As a mom with similarly situated friends and an attorney representing injured workers the topic of workers’ compensation and household employees inevitably comes up. You may be an employer wondering if you need workers’ compensation coverage for your nanny/babysitter or housecleaner. Or perhaps, you are a household employee who has suffered an injury and wants to know whether you can file a claim for workers’ compensation benefits.
Unfortunately, this isn’t a straight yes or no answer.
First, we look to the California Labor Code section 3351(d), which defines residential dwelling employees.

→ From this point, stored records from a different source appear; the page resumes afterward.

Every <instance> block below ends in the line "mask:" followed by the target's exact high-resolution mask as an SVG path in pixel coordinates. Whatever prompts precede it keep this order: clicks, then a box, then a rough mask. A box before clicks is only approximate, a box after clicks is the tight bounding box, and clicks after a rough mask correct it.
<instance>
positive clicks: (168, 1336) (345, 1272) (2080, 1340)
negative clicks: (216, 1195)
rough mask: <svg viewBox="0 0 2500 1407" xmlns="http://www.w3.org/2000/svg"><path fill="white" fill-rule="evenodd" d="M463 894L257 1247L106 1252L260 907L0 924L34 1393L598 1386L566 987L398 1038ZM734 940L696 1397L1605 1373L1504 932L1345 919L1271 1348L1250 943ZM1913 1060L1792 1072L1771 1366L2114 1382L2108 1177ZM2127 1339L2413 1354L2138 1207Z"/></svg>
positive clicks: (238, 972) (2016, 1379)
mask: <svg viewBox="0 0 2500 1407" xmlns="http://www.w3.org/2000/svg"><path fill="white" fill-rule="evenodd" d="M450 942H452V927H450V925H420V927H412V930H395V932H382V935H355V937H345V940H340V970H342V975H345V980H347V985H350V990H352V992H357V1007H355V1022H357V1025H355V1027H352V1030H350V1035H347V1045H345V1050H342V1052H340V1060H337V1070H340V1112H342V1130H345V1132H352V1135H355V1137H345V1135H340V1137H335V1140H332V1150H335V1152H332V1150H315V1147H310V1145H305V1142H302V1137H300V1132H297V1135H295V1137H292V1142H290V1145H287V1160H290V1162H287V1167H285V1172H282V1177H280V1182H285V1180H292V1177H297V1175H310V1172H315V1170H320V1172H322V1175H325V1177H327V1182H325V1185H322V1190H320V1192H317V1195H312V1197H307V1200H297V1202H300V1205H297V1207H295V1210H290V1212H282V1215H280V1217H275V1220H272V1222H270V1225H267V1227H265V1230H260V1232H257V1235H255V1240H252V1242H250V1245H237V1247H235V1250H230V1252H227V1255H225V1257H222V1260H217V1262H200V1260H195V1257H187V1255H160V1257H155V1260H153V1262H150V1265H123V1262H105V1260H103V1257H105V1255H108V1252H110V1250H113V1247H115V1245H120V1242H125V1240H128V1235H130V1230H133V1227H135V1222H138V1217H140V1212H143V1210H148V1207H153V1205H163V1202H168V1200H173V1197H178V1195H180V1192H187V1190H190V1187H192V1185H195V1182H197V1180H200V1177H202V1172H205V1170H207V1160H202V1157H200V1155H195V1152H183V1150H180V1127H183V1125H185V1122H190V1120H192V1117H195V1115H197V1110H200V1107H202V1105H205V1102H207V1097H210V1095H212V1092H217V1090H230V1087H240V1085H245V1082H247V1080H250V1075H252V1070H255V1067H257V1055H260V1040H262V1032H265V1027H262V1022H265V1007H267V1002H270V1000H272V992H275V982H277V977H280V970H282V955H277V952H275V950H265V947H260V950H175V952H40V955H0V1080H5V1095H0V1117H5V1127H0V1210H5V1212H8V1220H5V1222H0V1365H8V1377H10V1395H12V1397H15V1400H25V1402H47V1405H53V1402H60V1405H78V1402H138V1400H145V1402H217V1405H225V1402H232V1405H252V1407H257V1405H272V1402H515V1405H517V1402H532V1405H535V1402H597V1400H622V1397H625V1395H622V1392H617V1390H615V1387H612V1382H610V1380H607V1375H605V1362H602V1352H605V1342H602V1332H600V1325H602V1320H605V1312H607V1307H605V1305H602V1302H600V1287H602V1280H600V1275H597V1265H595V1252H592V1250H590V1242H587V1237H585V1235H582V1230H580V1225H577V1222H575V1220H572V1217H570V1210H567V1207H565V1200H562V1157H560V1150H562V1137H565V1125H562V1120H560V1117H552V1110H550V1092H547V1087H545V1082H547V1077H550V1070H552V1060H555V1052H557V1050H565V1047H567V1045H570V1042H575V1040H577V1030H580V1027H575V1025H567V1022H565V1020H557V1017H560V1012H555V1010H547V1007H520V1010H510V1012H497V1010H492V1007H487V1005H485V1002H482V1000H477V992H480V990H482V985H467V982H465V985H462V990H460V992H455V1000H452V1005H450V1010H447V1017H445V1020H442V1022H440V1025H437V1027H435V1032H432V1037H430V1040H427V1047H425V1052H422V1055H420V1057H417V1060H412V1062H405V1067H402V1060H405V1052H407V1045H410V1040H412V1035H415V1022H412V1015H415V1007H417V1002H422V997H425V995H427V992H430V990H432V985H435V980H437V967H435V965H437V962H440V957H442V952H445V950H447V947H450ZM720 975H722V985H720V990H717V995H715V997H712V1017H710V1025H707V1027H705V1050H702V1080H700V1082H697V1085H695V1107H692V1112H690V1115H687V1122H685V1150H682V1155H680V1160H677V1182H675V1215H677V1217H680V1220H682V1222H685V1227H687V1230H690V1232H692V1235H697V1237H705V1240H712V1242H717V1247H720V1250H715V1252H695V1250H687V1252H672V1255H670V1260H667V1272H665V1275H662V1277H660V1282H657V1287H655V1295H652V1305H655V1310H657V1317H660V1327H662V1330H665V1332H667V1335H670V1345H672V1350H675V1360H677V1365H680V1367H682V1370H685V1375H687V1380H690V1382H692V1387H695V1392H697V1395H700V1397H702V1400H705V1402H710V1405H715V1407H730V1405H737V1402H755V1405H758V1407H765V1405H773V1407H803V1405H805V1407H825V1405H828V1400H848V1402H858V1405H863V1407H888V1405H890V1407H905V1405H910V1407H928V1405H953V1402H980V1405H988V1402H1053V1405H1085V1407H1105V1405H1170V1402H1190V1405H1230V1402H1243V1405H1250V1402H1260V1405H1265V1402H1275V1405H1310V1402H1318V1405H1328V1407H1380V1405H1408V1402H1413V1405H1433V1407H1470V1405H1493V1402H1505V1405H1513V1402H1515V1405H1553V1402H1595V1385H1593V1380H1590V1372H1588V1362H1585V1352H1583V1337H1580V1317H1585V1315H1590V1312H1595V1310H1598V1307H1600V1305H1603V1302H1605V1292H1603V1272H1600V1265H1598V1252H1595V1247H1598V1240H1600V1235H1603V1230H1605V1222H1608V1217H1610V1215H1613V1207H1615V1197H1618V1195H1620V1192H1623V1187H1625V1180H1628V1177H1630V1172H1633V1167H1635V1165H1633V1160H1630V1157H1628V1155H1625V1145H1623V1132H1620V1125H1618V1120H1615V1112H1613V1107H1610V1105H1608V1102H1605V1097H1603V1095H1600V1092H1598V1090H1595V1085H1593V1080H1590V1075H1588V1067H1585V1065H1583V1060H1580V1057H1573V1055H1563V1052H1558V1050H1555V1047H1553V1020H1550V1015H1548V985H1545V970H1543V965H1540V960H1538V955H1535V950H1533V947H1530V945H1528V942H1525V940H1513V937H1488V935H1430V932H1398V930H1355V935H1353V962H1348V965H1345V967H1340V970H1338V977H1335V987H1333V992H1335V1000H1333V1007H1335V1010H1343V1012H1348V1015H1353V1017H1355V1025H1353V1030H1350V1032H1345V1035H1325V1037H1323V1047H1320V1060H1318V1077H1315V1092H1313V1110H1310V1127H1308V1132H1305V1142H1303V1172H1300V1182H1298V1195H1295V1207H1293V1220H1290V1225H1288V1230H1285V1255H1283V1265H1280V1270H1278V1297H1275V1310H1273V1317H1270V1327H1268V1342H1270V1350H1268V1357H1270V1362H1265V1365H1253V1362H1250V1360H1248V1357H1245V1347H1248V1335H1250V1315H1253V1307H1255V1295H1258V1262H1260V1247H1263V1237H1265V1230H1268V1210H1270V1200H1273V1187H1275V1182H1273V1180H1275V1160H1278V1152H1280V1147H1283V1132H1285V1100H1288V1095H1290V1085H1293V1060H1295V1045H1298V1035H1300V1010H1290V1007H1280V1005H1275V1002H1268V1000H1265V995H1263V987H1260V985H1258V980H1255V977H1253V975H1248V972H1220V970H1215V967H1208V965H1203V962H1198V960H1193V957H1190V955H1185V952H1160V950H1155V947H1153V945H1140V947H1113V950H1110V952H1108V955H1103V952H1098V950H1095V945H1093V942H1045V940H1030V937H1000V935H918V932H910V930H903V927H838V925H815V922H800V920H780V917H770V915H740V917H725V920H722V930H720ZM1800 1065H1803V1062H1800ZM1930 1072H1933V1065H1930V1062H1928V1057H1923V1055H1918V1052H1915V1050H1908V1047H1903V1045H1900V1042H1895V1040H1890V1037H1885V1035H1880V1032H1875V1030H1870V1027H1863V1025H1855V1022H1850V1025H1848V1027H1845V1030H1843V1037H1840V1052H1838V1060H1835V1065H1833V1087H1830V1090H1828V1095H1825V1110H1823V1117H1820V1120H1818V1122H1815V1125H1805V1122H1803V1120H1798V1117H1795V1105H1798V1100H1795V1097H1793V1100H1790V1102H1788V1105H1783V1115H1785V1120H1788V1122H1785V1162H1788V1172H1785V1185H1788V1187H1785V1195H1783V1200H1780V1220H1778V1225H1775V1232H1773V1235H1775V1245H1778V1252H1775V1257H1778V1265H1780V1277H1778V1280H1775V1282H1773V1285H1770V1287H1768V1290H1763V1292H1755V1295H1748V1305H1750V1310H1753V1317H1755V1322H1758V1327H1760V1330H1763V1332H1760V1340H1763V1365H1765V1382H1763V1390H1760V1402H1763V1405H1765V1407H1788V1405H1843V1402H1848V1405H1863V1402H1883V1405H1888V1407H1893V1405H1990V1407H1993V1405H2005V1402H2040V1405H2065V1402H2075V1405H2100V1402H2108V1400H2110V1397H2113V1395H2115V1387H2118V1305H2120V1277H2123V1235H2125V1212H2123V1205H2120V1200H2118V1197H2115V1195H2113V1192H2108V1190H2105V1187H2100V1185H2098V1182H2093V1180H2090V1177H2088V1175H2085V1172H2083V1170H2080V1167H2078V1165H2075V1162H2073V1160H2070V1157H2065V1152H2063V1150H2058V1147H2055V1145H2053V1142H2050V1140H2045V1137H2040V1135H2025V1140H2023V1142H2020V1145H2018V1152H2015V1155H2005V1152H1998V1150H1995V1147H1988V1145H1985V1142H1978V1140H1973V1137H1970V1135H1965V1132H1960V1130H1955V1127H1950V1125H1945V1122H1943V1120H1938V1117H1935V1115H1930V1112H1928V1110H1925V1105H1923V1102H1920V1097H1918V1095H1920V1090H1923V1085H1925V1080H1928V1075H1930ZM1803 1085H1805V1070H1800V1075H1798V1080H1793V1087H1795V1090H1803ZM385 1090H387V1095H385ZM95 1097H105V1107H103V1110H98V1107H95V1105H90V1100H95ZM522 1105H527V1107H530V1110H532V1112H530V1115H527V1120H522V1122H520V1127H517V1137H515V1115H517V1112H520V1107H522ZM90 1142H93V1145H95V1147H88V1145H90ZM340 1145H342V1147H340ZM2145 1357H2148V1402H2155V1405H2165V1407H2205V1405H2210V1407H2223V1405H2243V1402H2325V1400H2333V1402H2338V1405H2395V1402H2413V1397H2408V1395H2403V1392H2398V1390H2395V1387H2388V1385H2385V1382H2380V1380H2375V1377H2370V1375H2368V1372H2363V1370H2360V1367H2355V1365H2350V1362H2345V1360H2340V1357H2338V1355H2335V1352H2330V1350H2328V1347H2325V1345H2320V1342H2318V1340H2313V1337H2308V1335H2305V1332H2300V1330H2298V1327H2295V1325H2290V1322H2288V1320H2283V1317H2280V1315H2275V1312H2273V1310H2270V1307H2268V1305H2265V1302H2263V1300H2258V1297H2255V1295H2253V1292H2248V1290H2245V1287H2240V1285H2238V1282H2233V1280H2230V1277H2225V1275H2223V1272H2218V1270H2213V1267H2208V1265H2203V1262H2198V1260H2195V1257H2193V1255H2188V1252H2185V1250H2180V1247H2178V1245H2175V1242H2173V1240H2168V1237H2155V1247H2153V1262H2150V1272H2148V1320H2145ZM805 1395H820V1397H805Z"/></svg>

Per the code,
“Except as provided in subdivision (h) of Section 3352, any person employed by the owner or occupant of a residential swelling whose duties are incidental to the ownership, maintenance, or use of the swelling, including the care and supervision of children, or whose duties are personal and not in the course of the trade, business, profession, or occupation of the owner or occupant.”
We can also look to the Industrial Welfare Commission (IWC) which defines Household Occupations as: “All services related to the care of persons or maintenance of a private household or its premises by an employee of a private householder”. Examples include gardeners, house cleaners, tutors and companions.
California Department of Industrial Relations, Industrial Welfare Commission, Order No. 15-2001 defines “personal attendant” to include babysitters and “any person employed by a private householder or by any third party employer recognized in the healthcare industry to work in a private household, to supervise, feed or dress a child or person who by reason of advanced age, physical disability, mental deficiency needs supervision.” This would include your babysitters, nannies, and personal care attendants for elders or the disabled.
Ok, so after reading the above, you can determine whether you or the person you hired falls into the general category of “employee”. Now we need to determine whether you or your employee is excluded as an employee from Workers’ Compensation.
California Labor Code Section 3352(h) excludes from its definition of “employee” as follows:
“Any person defined in (d) of Section 3351 was employed by the employer to be held liable for less than 52 hours during the 90 calendar days immediately preceding the date of the injury for injuries, as defined in Section 5411… or who earned less than $100 in wages from the employer during the 90 calendar days immediately preceding the date of the injury for injuries, as defined in Section 5411 . . .”
Has the person worked 52 hours or more during the 90 days immediately prior to the date of injury, or for a cumulative trauma injury, during the 90 calendar days immediately preceding the date of last employment? If no, that person is not an employee.
Has the person earned less than $100 in wages from the employer during the 90 days immediately prior to the date of injury, or in the case of a cumulative trauma injury, during the 90 dates immediately preceding the date of last employment? If no, that person is not an employee.
If you answered “yes” to the above questions and are a household worker, it’s likely you qualify to as an employee and may file a workers’ compensation claim if you have been injured through work.
If you answered “yes” to the above questions and are an employer, first contact your homeowner’s or umbrella insurance carrier to determine whether you have existing coverage for domestic employees. If you do not, inquire about a “rider” policy. Or, you can purchase a freestanding policy through an insurance company or the State Compensation Insurance Fund.
DISCLAIMER: This post provides general information only and is not intended to serve as legal advice.